The Board has remanded the case for further development, including obtaining additional medical records and conducting a new examination to determine if the Veteran's Parkinson's disease is related to his service-connected right mandible fracture.
The deciding factor: The decision was not made based on any specific reasoning provided in the text; it was due to failure to substantially comply with previous remand orders.
- Claimed conditions
- Parkinson's disease, Parkinsonian syndrome
- How they argued it
- Secondary to another service-connected condition
- Exposure basis
- None
- Rating assigned
- None in this decision
- Decision date
- March 11, 2010
- Citation
- 1009283
This is a plain-language summary generated by AI from a public Board of Veterans’ Appeals decision. It can contain errors — always verify against the original.
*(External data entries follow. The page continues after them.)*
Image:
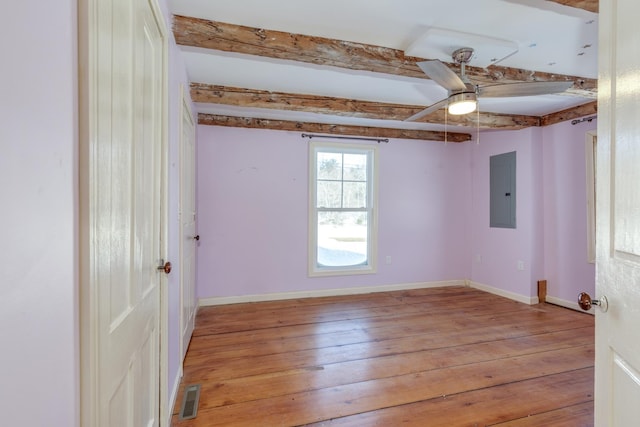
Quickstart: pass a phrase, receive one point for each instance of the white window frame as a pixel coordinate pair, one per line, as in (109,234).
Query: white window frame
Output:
(372,209)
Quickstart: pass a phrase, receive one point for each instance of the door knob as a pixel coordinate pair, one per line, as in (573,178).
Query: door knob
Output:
(166,267)
(585,302)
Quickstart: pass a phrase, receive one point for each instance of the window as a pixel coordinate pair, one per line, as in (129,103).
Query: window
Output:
(342,214)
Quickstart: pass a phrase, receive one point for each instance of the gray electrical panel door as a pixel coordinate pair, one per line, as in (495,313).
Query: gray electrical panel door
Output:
(503,190)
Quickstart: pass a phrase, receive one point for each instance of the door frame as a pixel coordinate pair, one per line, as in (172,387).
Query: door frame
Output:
(88,342)
(184,108)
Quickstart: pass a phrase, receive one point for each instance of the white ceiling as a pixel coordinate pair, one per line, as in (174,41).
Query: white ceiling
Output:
(539,35)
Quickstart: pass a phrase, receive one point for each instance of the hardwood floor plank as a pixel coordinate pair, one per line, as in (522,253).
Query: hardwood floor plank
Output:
(379,358)
(307,359)
(571,416)
(519,400)
(327,403)
(286,340)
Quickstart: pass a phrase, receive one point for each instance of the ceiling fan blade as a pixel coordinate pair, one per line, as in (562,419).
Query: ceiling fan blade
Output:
(441,74)
(523,89)
(430,109)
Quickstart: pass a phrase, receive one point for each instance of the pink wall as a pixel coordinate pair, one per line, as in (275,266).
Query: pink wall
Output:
(551,229)
(39,290)
(39,361)
(496,251)
(252,213)
(565,214)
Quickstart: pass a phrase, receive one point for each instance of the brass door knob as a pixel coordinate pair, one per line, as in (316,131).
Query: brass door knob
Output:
(166,267)
(585,302)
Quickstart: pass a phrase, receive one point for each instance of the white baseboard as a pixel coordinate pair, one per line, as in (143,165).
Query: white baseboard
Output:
(567,304)
(500,292)
(325,292)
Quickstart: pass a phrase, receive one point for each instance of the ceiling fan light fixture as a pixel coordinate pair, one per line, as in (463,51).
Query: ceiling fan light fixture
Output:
(462,103)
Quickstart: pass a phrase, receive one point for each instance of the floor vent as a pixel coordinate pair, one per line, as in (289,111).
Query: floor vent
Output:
(190,402)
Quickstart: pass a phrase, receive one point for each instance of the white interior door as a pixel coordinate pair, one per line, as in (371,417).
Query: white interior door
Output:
(618,216)
(123,126)
(188,226)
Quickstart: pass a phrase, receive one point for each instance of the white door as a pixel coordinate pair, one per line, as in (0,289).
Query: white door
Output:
(618,216)
(122,144)
(189,238)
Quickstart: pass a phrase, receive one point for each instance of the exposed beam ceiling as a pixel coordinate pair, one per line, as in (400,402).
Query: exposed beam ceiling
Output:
(202,33)
(589,5)
(348,107)
(322,128)
(570,114)
(218,36)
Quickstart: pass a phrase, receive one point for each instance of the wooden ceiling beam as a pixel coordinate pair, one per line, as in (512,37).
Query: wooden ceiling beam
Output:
(241,97)
(588,5)
(583,110)
(202,33)
(331,129)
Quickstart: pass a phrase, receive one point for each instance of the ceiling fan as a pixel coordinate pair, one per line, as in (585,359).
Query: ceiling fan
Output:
(463,95)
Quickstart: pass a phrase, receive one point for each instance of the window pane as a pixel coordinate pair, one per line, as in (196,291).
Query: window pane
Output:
(355,195)
(342,239)
(355,167)
(329,166)
(329,194)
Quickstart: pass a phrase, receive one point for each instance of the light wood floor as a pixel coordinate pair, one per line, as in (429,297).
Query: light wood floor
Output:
(450,356)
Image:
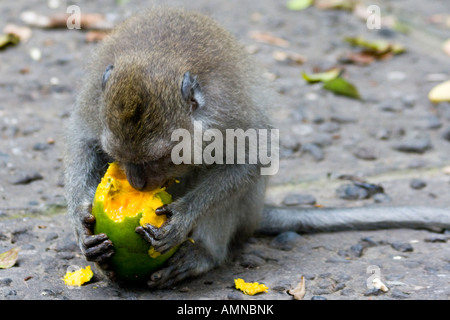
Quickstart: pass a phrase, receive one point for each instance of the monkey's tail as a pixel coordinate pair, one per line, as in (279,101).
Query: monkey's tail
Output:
(277,219)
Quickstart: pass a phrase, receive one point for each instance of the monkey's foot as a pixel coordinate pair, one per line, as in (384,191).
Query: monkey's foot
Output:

Look up the original decision on VA.gov (opens in a new tab) using citation 1009283.
What this means for you
A remand is not a loss. The Board sent the case back for more development — often a new exam or missing records — before making a final decision. Many remands later end in a grant, and the decision spells out exactly what the Board wanted to see.
What you can do next
Related decisions
Other Board decisions on a similar condition or argued the same way.
- Dismissed
The appeal seeking entitlement to service connection for Parkinson's disease was dismissed due to the Veteran's death during the pendency of the appeal.
- Granted
The Board granted service connection for Parkinson's disease, which is presumed to have been incurred in active service due to exposure to contaminated water at Camp Lejeune.
- Granted
The Board granted an effective date of August 25, 2016 for the award of service connection for Parkinson's disease.
- Denied
The Board denied the Veteran's claim for revision of a May 2019 rating decision that assigned an initial 10 percent rating for Parkinson's disease, finding no clear and unmistakable error.